Response probability (confirmed and unconfirmed, complete and partial response)
3-month progression-free survival rate

Secondary Outcome(s)

Progression-free survival rate at 6 months and 1 year
Toxicity
Response probability (confirmed and unconfirmed, complete and partial)
1-year overall survival
Relationship between changes in EBV DNA level, NF-KappaB DNA binding activity, and methylation status of E-cadherin promoter with clinical outcomes

Outline

This is a multicenter study of bortezomib.
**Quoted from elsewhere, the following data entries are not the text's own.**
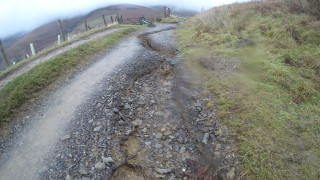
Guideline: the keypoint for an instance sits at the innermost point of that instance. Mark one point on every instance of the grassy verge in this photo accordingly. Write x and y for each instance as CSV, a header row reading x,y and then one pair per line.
x,y
172,20
46,51
26,86
272,103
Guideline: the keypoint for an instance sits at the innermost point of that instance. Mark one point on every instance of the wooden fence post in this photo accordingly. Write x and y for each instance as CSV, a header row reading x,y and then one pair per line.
x,y
61,30
4,54
85,24
104,20
32,49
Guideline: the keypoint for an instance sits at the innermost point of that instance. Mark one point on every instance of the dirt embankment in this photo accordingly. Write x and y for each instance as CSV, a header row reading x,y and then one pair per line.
x,y
144,120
Patients receive bortezomib IV on days 1, 4, 8, and 11. Treatment repeats every 21 days in the absence of disease progression or unacceptable toxicity. Patients achieving a complete response (CR) receive 2 additional courses of treatment with bortezomib.
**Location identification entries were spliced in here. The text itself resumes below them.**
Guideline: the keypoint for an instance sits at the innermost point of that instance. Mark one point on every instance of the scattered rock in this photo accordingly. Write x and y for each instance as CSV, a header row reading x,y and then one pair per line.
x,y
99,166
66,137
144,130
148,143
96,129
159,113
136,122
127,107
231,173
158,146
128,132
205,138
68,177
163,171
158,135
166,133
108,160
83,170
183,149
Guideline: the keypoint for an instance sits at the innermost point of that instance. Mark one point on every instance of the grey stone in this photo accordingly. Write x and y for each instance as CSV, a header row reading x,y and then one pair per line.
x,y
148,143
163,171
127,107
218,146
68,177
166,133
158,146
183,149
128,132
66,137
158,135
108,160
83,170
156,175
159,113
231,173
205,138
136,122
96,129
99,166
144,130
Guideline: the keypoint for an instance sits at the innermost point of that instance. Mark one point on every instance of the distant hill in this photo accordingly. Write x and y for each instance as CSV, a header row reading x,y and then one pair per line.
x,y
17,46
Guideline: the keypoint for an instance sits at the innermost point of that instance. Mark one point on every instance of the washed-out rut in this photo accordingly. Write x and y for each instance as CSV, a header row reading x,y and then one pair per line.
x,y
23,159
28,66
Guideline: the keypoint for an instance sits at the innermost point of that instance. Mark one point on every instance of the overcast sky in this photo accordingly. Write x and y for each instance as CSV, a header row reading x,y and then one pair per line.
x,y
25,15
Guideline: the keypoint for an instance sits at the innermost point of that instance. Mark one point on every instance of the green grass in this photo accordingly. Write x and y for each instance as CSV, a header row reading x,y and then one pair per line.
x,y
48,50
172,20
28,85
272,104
Patients who experience disease progression on single-agent bortezomib and did not receive prior gemcitabine hydrochloride may begin combination therapy within 10-28 days of the last dose of bortezomib. Patients receive gemcitabine hydrochloride IV over 30 minutes on days 1 and 8 and bortezomib IV on days 1, 4, 8, 11. Treatment repeats every 21 days in the absence of disease progression or unacceptable toxicity. Patients achieving a CR receive 2 additional courses beyond the confirmed CR.
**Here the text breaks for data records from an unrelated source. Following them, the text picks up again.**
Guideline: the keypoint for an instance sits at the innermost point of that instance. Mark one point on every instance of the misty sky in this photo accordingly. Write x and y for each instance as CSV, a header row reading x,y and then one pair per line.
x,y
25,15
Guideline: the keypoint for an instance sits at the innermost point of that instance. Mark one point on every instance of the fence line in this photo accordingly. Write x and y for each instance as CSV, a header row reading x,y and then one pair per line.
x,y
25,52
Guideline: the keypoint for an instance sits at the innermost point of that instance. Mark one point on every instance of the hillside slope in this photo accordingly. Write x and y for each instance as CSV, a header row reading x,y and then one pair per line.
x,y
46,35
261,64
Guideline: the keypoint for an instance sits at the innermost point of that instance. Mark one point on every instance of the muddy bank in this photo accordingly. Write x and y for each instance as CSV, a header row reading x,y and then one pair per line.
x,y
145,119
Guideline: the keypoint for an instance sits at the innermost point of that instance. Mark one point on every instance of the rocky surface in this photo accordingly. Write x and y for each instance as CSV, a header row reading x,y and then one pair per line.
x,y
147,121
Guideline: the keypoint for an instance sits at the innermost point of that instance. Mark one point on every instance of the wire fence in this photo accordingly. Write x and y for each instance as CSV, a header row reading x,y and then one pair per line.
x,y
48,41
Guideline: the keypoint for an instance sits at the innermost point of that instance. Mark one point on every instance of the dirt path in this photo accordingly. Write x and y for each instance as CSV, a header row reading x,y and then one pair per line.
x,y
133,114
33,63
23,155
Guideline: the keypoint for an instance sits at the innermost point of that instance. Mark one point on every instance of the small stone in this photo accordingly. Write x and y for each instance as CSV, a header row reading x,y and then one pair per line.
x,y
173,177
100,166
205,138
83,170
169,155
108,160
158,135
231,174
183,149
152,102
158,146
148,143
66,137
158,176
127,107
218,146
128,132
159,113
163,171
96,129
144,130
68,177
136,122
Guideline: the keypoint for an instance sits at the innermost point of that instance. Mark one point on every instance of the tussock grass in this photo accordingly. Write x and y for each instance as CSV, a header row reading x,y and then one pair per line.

After the completion of study treatment, patients are followed periodically for up to 3 years.

Trial Contact Information

Trial Lead Organizations

Southwest Oncology Group

Stephen Shibata, MD, Protocol chair
Ph: 626-256-4673 ext. 62407; 800-826-4673
Email: sshibata@coh.org
Sai-Hong Ou, MD, PhD, Protocol co-chair
Ph: 714-456-8104
Email: siou@uci.edu

Registry Information
Official Title Phase II Trial of PS-341 (Bortezomib, NSC-681239) Followed by the Addition of Gemcitabine at Progression in Recurrent or Metastatic Nasopharyngeal Carcinoma
Trial Start Date 2006-08-15
Trial Completion Date 2007-07-01
Registered in ClinicalTrials.gov NCT00305734
Date Submitted to PDQ 2005-12-06
Information Last Verified 2006-12-16
NCI Grant/Contract Number CA32102

Note: The purpose of most clinical trials listed in this database is to test new cancer treatments, or new methods of diagnosing, screening, or preventing cancer. Because all potentially harmful side effects are not known before a trial is conducted, dose and schedule modifications may be required for participants if they develop side effects from the treatment or test. The therapy or test described in this clinical trial is intended for use by clinical oncologists in carefully structured settings, and may not prove to be more effective than standard treatment. A responsible investigator associated with this clinical trial should be consulted before using this protocol.